If the granules are diamond shaped it is ever better. A quote I found;
Curtis's & Harvey was my great,great grandfather's Company. There is no great secrecy about the ingredients, the superiority was down to meticulousness, purity of materials, and a deep understanding of the production and nature of the charcoal combined with a long incorporation time under the edge runners. Modern production costs would make powder of this quality prohibitively expensive even if anyone could be found who could replicate the charcoal.
Back in the 1950s, I used lots of this powder in the superior "Diamond Grain" series, manufactured around about a hundred years ago, and I have never yet seen anything to come near it for lack of fouling and relative absence of smoke compared to modern powders. We shall never see its like again. Of course, they also made every other grade of black powder and blasting powders. When Bickford invented Safety Fuse around 1830/40, C&H bought him out very quickly.

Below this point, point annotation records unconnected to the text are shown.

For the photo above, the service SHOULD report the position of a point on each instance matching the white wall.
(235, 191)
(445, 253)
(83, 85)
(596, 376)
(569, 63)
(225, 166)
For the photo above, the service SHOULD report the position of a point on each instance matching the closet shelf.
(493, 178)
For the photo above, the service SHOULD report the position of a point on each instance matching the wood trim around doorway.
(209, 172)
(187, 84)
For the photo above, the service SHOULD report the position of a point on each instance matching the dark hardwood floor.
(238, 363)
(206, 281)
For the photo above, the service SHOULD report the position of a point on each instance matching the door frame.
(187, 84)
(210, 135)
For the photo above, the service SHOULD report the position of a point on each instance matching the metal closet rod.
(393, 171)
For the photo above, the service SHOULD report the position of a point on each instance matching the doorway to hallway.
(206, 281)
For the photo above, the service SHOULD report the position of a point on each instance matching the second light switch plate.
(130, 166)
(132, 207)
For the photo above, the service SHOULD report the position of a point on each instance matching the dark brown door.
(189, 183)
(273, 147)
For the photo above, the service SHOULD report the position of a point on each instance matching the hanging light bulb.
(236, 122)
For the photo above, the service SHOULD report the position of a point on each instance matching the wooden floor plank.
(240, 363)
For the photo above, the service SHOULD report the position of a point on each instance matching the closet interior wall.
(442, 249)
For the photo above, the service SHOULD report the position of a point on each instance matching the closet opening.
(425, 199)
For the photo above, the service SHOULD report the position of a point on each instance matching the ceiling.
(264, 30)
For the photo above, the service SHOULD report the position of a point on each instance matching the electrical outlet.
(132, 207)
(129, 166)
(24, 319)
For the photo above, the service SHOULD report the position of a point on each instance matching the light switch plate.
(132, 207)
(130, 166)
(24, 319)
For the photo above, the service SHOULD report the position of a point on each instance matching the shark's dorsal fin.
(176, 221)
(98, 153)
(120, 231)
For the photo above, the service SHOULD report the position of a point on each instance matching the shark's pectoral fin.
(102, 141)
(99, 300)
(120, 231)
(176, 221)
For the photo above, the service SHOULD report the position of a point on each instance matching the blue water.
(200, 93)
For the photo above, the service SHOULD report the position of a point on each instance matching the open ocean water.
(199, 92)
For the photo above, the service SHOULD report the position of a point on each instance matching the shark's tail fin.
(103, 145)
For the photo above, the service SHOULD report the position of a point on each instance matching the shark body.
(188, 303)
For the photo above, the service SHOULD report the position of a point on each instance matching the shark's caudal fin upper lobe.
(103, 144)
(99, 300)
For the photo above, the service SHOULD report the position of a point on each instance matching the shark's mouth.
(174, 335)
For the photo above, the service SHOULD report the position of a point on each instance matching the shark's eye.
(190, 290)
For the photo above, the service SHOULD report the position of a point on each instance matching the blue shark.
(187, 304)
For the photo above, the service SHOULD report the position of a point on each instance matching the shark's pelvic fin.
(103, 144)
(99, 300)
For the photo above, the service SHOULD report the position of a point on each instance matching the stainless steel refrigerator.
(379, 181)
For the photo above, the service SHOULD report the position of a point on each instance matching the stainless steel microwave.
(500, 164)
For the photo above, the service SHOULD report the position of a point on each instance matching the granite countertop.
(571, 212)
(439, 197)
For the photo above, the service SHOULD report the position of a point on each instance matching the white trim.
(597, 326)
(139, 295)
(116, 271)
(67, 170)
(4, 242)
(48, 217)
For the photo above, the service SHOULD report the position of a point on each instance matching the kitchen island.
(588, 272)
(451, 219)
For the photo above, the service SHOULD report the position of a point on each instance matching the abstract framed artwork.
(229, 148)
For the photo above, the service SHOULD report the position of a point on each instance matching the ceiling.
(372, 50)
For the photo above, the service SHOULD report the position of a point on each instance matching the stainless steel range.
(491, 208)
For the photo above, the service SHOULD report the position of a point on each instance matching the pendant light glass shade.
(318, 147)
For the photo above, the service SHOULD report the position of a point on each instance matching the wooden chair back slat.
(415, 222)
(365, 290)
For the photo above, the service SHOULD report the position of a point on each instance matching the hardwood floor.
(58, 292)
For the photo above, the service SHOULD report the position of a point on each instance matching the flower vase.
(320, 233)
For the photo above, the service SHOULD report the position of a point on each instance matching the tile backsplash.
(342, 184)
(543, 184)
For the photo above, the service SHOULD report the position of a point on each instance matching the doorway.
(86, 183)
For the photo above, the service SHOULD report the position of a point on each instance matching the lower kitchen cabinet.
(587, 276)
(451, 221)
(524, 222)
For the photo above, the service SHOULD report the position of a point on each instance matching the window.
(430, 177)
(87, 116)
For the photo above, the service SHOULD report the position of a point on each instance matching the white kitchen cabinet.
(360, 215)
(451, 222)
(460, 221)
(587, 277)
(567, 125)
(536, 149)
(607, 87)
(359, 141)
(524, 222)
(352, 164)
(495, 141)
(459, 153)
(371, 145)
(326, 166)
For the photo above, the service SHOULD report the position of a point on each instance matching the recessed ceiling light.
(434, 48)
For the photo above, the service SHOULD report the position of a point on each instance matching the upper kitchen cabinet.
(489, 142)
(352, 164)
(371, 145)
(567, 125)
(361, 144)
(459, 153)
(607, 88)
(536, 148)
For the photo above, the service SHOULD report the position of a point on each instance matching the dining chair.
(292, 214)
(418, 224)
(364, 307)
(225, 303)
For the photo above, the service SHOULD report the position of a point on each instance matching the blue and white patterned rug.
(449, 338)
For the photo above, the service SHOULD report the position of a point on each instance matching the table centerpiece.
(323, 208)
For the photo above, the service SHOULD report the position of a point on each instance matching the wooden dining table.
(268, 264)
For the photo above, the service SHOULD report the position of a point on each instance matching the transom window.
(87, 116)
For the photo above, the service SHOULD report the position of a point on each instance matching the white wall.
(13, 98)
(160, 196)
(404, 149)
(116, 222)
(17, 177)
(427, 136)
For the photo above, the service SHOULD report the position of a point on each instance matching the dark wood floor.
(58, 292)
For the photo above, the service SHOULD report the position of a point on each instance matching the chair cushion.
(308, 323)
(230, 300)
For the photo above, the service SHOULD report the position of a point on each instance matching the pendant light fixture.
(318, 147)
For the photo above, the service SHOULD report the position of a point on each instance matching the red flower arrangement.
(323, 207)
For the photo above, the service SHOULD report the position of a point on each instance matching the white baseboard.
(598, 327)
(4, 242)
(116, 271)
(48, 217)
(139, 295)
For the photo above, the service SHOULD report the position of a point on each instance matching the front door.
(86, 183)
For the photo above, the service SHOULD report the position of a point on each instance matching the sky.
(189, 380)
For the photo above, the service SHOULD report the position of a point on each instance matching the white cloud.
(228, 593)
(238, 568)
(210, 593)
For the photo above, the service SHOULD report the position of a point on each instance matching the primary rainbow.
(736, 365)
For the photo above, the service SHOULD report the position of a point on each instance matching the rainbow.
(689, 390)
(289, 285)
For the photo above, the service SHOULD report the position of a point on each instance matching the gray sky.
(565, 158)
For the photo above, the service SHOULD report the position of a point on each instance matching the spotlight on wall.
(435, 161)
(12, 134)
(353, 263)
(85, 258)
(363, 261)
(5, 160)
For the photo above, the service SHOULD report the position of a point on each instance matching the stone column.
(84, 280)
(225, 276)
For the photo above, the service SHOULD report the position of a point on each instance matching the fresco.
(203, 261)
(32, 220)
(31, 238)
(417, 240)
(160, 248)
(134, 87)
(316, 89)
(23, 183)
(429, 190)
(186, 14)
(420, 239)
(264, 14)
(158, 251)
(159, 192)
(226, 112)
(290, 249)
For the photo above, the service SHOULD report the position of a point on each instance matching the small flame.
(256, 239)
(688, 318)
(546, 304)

You must remember that when this was the only propellant, no expense was spared and only the finest was acceptable to the likes of Sir Henry Halford, Metford, Lord Bury, and the grandees of the National Rifle Association, not to mention the even grander aristocracy of the grouse moors. This attention to detail, combined with financial acumen, meant that C&H from its inception in 1820 when C.B.Curtis's father, Sir William Curtis, purchased the old failing partnership of Harvey & Grueber at Hounslow (to the west of London) by the end of the 19th Century had become the sole commercial manufacturers of black powder in the entire British Empire. They had bought out every other maker. The end of the Company's independence was brought about by World War One after which every commercial manufacturer of explosives and ammunition of all kinds amalgamated into Explosives Trades Limited which morphed into Imperial Chemical Industries Limited (ICI) of which C&H were a component Company.